In regard to the medium and long-term strategies, energy, and material consumption are central causes of climate change. Metropolitan reforms of the urbanization model and associated lifestyles can offer a path for reversing climate change in the long run. 

ZARCH 15 creates this space to rethink urban processes to respond to the new water dynamics in the context of this triple crisis of climate change, environmental pollution, and social inequity. The issue is complex and requires crossing fields of knowledge as a means to provide global and holistic long and short-term strategies to the contemporary challenges. The space of reflection is organized in four scales, S, M, L, XL, and the themes bridge architecture, urbanism, engineering, and landscape architecture with other disciplines in the humanities, the economy, urban geography, public health, political and social sciences.

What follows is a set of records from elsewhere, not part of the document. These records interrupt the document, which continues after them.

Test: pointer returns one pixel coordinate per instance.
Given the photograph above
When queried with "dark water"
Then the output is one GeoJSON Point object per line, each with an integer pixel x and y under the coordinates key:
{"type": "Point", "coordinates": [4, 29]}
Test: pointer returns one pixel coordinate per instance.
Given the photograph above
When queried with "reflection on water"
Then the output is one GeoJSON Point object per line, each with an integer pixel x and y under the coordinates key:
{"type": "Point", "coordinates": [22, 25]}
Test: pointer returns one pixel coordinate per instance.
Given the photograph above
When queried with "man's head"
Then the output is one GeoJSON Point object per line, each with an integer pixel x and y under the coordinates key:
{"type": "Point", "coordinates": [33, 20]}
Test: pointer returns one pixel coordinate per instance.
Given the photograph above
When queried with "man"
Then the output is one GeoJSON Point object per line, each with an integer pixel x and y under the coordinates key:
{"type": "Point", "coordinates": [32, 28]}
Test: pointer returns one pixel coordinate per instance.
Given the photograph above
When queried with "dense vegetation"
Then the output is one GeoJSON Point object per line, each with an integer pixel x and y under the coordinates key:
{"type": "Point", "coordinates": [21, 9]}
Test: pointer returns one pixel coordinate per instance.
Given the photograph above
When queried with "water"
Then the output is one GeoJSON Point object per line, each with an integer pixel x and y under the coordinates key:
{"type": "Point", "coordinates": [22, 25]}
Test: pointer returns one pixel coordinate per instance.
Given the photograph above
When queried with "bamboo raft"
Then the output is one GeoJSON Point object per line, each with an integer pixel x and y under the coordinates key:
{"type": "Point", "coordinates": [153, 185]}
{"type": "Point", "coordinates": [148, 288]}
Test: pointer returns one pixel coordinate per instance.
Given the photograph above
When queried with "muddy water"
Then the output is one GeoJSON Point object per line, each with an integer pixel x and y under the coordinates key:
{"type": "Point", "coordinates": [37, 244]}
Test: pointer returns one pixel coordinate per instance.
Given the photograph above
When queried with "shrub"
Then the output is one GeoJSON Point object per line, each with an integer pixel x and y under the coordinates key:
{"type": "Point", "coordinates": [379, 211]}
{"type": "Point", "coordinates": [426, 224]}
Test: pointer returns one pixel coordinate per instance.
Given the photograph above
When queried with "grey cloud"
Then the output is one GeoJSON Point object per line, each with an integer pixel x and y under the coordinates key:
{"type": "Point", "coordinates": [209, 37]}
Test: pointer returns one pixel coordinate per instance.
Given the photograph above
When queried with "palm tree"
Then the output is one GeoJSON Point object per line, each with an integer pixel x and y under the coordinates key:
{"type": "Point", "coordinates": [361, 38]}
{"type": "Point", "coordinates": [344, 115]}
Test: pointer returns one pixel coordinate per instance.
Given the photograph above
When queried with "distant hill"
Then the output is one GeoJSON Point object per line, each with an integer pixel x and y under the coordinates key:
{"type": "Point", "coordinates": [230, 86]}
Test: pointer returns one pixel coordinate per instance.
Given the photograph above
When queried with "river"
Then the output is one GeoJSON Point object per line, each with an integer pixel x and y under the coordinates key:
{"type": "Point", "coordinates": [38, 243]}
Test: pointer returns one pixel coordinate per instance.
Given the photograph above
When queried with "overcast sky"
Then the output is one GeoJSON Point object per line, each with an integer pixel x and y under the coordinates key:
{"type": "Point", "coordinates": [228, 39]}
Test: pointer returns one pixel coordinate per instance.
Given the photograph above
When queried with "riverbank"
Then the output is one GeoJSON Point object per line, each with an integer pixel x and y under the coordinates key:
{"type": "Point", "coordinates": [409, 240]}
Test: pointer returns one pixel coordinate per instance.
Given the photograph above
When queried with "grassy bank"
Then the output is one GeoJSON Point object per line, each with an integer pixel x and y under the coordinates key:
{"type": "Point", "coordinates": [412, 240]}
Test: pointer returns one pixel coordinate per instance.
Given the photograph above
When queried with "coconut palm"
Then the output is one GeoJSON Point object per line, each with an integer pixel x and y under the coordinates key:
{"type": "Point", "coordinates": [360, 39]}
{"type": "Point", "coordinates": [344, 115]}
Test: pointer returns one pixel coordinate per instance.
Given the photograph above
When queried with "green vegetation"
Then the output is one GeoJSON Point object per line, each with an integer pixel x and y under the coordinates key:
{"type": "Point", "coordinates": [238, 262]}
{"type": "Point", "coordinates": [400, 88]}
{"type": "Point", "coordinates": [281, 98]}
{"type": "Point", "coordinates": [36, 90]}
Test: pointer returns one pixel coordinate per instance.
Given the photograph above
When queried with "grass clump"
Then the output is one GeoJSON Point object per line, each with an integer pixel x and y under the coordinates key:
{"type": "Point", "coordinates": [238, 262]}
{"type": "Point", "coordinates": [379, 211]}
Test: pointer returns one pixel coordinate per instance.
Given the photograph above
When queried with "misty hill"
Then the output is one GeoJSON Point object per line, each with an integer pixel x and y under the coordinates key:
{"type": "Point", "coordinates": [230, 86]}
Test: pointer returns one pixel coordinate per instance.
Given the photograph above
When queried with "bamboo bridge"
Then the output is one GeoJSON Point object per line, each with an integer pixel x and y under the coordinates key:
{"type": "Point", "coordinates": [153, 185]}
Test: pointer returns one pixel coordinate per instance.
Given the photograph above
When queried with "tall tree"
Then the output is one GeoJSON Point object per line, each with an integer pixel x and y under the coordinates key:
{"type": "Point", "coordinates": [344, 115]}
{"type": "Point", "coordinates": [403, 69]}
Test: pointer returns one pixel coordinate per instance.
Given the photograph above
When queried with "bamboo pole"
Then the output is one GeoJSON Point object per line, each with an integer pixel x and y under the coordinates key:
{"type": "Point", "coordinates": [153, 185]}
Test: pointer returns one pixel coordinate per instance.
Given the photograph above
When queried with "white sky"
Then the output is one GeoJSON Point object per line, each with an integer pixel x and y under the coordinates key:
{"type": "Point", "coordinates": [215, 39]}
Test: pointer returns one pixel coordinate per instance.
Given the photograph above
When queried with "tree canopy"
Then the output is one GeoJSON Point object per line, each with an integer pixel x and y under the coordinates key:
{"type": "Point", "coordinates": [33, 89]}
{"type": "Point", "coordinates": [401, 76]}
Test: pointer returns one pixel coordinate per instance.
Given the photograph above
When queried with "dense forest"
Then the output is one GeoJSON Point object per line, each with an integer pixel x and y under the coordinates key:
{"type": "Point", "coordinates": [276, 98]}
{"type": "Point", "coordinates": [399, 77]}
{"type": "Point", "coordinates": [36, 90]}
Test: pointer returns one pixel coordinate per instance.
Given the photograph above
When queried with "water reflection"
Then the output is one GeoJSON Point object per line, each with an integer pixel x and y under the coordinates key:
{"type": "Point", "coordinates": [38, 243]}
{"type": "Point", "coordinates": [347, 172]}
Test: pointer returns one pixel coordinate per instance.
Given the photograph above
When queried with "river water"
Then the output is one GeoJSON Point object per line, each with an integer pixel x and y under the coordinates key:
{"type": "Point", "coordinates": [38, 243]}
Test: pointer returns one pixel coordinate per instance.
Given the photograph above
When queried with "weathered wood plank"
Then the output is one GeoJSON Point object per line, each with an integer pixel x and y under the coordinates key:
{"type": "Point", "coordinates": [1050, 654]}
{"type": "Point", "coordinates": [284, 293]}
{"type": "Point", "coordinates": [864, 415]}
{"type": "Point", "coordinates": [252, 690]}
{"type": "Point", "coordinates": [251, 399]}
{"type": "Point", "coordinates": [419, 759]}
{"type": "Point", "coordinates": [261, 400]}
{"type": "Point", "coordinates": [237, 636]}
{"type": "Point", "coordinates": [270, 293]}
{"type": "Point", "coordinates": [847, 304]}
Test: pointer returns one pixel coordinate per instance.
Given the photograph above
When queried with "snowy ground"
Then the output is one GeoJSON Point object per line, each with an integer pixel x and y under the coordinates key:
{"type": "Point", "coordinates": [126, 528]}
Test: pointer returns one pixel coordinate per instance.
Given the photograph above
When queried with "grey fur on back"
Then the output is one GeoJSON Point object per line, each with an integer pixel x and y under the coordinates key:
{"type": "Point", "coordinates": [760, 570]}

S- Architecture, Water, Energy and Biodiversity 

Floods in riverbanks and sea-level rise in the world’s deltas and coasts present challenges to the current urbanization dynamics. How can architecture cohabit with floodable and flooded lands? On the other hand, to face the causes of these rising waters means to reduce energy consumption. Strategies might include improvements to thermal insulation, building reuse, and efforts to reconnect citizenry to production and consumption of energy. Which are the palliative strategies that look at consequences?  Moreover, which are the regenerative strategies that look at the causes which understanding can allow to plan to cool down the planet? Can architecture promote biodiversity in the urban context?

M- Metropolitan Infrastructures, Water and Energy

The infrastructures of the Industrial city were designed to be monofunctional and apart from the city. Today these monofunctional and antiurban infrastructures are growing in size to increase their economic and technological efficiency. This tendency is detrimental to urban integration and resilience. This phenomenon occurs with water, transport, energy, or waste infrastructures. How can we reform urban infrastructures to foster better relationships with the hydrological systems? Concerning energy, what are the new models that combine decentralization, interdependency, scale reduction, and multiplicity of programsAnd how can all of this contribute to the improvement of the cycle of water?

L- Urbanism and Urban Form

In the neoliberal context, the crisis of planning is a reality that has left the discipline of urbanism perplexed. Areas of study range from looking at urbanization as a phenomenon to the verification of obsolete tools with very limited power. What kind of urbanism will reverse today’s trend towards the Generic City3?, Can urbanism generate new legal tools for the planet to flourish, and with it, the societies that inhabit it? Can the history of urbanism illuminate the way? In which way is the discussion of urban form relevant and necessary today? What relation can be found between morphology and the promotion of biodiversity, energy consumption, social equity, and the water cycle?

XL- Urbanism, Urban Ecology and Landscape 

The most advanced urbanism analyzes human settlements and its performance in relation to water, energy, society, and ecology. Today, cities should be considered human habitats with the conditions for promoting biodiversity, equity in the access of resources for life, and reduction in energy and material consumption. How can the ecological view affect the tools of the urban projectWhich is the role of landscape infrastructure (water, vegetation, soils) to warranty urban public health?

Margarita Jover, Rubén García, Carlos Ávila
  • 1. Paul J. Crutzen and Eugene F. Stoermer, “The ‘Anthropocene’”, Global Change Newsletter 41 (2000): 17-18.
  • 2. Christophe Bonneuil and Jean-Baptiste Fressoz, The Shock of the Anthropocene (London - New York: Verso, 2016).
  • 3. Rem Koolhas, "The Generic City", in S, M, L, XL, Rem Koolhaas and Bruce Mau (Rotterdam - New York: 010 Publishers - Monacelli Press, 1995).